There's also Windows.Graphics.Capture. It allows to get texture not only for whole desktop, but just individual windows.

LtdJorge · 2025-07-29T17:36:35 1753810595

On Linux you should look into GStreamer and dmabuf.

averne_ · 2025-07-28T22:04:12 1753740252

Hardware GPU encoders refer to dedicated ASIC engines, separate from the main shader cores. So they run in parallel and there is no performance penalty for using both simultaneously, besides increased power consumption.

Generally, you're right that these hardware blocks favor latency. One example of this is motion estimation (one of the most expensive operations during encoding). The NVENC engine on NVidia GPUs will only use fairly basic detection loops, but can optionally be fed motion hints from an external source. I know that NVidia has a CUDA-based motion estimator (called CEA) for this purpose. On recent GPUs there is also the optical flow engine (another separate block) which might be able to do higher quality detection.

miladyincontrol · 2025-07-29T04:55:25 1753764925

Im pretty sure they arent dedicated ASIC engines anymore. Thats why hacks like nvidia-patch are a thing where you can scale up NVENC usage up to the full GPU's compute rather than the arbitrary limitation nvidia adds. The penalty for using them within those limitations tends to be negligible however.

And on a similar note, NvFBC helps a ton with latency but its disabled on a driver level for consumer cards.

theshackleford · 2025-07-29T06:39:37 1753771177

> Im pretty sure they arent dedicated ASIC engines anymore.

They are. That patch doesnt do what you think it does.

averne_ · 2025-06-25T09:27:27 1750843647

Matrix instructions do of course have uses in graphics.
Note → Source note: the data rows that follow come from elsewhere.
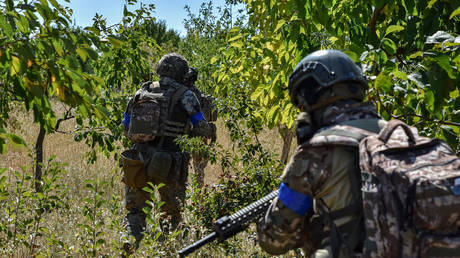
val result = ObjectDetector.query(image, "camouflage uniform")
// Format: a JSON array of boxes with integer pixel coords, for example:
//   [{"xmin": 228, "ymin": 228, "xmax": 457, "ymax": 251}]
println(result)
[
  {"xmin": 257, "ymin": 101, "xmax": 381, "ymax": 257},
  {"xmin": 184, "ymin": 68, "xmax": 217, "ymax": 188},
  {"xmin": 257, "ymin": 50, "xmax": 379, "ymax": 257},
  {"xmin": 257, "ymin": 49, "xmax": 460, "ymax": 257},
  {"xmin": 122, "ymin": 55, "xmax": 216, "ymax": 246}
]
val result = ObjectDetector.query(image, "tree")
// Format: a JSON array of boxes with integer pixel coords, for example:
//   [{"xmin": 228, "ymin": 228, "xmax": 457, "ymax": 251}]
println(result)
[
  {"xmin": 213, "ymin": 0, "xmax": 460, "ymax": 152},
  {"xmin": 0, "ymin": 0, "xmax": 164, "ymax": 191}
]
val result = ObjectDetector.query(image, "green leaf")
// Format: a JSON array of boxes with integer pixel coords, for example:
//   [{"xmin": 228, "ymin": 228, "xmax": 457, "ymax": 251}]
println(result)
[
  {"xmin": 230, "ymin": 41, "xmax": 244, "ymax": 48},
  {"xmin": 385, "ymin": 25, "xmax": 404, "ymax": 36},
  {"xmin": 10, "ymin": 56, "xmax": 21, "ymax": 76},
  {"xmin": 391, "ymin": 70, "xmax": 408, "ymax": 80},
  {"xmin": 274, "ymin": 20, "xmax": 286, "ymax": 32},
  {"xmin": 425, "ymin": 90, "xmax": 435, "ymax": 111},
  {"xmin": 0, "ymin": 13, "xmax": 13, "ymax": 39},
  {"xmin": 343, "ymin": 51, "xmax": 359, "ymax": 62},
  {"xmin": 436, "ymin": 55, "xmax": 456, "ymax": 79},
  {"xmin": 17, "ymin": 15, "xmax": 30, "ymax": 33},
  {"xmin": 76, "ymin": 48, "xmax": 88, "ymax": 62},
  {"xmin": 427, "ymin": 0, "xmax": 438, "ymax": 8},
  {"xmin": 450, "ymin": 6, "xmax": 460, "ymax": 19},
  {"xmin": 84, "ymin": 47, "xmax": 98, "ymax": 60},
  {"xmin": 374, "ymin": 72, "xmax": 392, "ymax": 92},
  {"xmin": 267, "ymin": 105, "xmax": 280, "ymax": 124},
  {"xmin": 227, "ymin": 34, "xmax": 242, "ymax": 42},
  {"xmin": 381, "ymin": 38, "xmax": 397, "ymax": 55},
  {"xmin": 52, "ymin": 39, "xmax": 64, "ymax": 56},
  {"xmin": 107, "ymin": 36, "xmax": 124, "ymax": 48},
  {"xmin": 6, "ymin": 133, "xmax": 26, "ymax": 146},
  {"xmin": 84, "ymin": 26, "xmax": 100, "ymax": 35}
]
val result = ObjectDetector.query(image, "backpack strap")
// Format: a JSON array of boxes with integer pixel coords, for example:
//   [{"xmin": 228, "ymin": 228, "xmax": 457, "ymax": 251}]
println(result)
[{"xmin": 310, "ymin": 119, "xmax": 383, "ymax": 257}]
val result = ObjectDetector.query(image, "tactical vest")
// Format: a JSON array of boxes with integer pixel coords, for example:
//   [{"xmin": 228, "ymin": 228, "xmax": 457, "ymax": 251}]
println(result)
[{"xmin": 126, "ymin": 81, "xmax": 190, "ymax": 146}]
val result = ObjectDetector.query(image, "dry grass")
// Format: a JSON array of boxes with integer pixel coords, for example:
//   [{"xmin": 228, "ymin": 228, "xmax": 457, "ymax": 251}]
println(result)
[{"xmin": 0, "ymin": 103, "xmax": 299, "ymax": 257}]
One example of this is DLSS.

Agentlien · 2025-06-25T15:47:16 1750866436

This feels backwards to me when GPUs were created largely because graphics needed lots of parallel floating point operations, a big chunk of which are matrix multiplications.

When I think of matrix multiplication in graphics I primarily think of transforms between spaces: moving vertices from object space to camera space, transforming from camera space to screen space, ... This is a big part of the math done in regular rendering and needs to be done for every visible vertex in the scene - typically in the millions in modern games.

I suppose the difference here is that DLSS is a case where you primarily do large numbers of consecutive matrix multiplications with little other logic, since it's more ANN code than graphics code.